Methods: Teenage conception rates and age-specific abortion rates were obtained from the Office for National Statistics and the Department of Health. LARC usage data was obtained for Depo-Provera, Implanon/Nexplanon, intrauterine devices, Mirena, and Noristerat from the IMS British Pharmaceutical Index, IMS Hospital Pharmacy Audit, IMS Disease Analyzer, and KT-31 reports. Through linear regression methods, changes in conception and abortion-related outcomes during 1998-2011 and the associations with LARC usage were assessed.
Results: Conception rates for girls younger than 18 years of age decreased significantly between 1998-2011, from 46.6 to 30.7 per 1,000 girls. A statistically significant association was observed between this decrease and increased LARC usage (P=0.0024) in this population. Abortion rates among females aged <18 years or aged 18-19 years decreased between 1998-2011, and their associations with increased LARC usage were statistically significant (P=0.0029 and P=0.0479, respectively). The pattern in older women was complex; abortion rates in women aged 20-24 years or 25-34 years increased slightly from 1998 to 2011, with stabilization during 2007-2011.

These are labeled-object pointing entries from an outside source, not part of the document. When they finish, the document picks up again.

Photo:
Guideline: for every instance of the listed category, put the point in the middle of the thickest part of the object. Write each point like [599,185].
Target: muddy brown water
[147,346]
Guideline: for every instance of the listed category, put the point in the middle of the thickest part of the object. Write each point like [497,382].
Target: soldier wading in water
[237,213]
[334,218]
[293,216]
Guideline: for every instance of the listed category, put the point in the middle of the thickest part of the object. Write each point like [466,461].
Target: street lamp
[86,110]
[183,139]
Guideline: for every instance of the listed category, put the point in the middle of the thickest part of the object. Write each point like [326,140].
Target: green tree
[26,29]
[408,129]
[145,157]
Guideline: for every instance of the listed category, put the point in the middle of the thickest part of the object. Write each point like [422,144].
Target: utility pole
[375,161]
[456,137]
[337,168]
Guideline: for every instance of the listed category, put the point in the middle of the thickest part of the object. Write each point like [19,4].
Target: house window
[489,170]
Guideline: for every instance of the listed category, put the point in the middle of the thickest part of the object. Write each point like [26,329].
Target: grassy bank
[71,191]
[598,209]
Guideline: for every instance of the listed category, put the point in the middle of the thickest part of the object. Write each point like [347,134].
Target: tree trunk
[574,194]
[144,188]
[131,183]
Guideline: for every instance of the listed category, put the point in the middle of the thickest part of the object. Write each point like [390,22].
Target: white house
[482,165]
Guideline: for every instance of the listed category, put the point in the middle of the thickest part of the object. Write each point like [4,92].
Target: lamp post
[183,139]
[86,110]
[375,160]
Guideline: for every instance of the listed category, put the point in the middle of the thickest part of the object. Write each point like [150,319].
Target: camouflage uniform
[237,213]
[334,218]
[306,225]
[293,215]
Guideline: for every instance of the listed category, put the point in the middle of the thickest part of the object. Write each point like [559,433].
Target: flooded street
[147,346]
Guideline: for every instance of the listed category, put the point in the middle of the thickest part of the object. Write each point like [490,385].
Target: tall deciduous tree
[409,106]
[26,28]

Conclusion: Increased LARC usage in England was significantly associated with decreased teenage pregnancy rates and abortion rates in females aged <20 years. Government strategies appears to have a positive impact on these outcomes; however, abortion rates among women over 20 years of age remain an issue.
Keywords: LARC; abortion; long-acting reversible contraceptive; teenage pregnancy.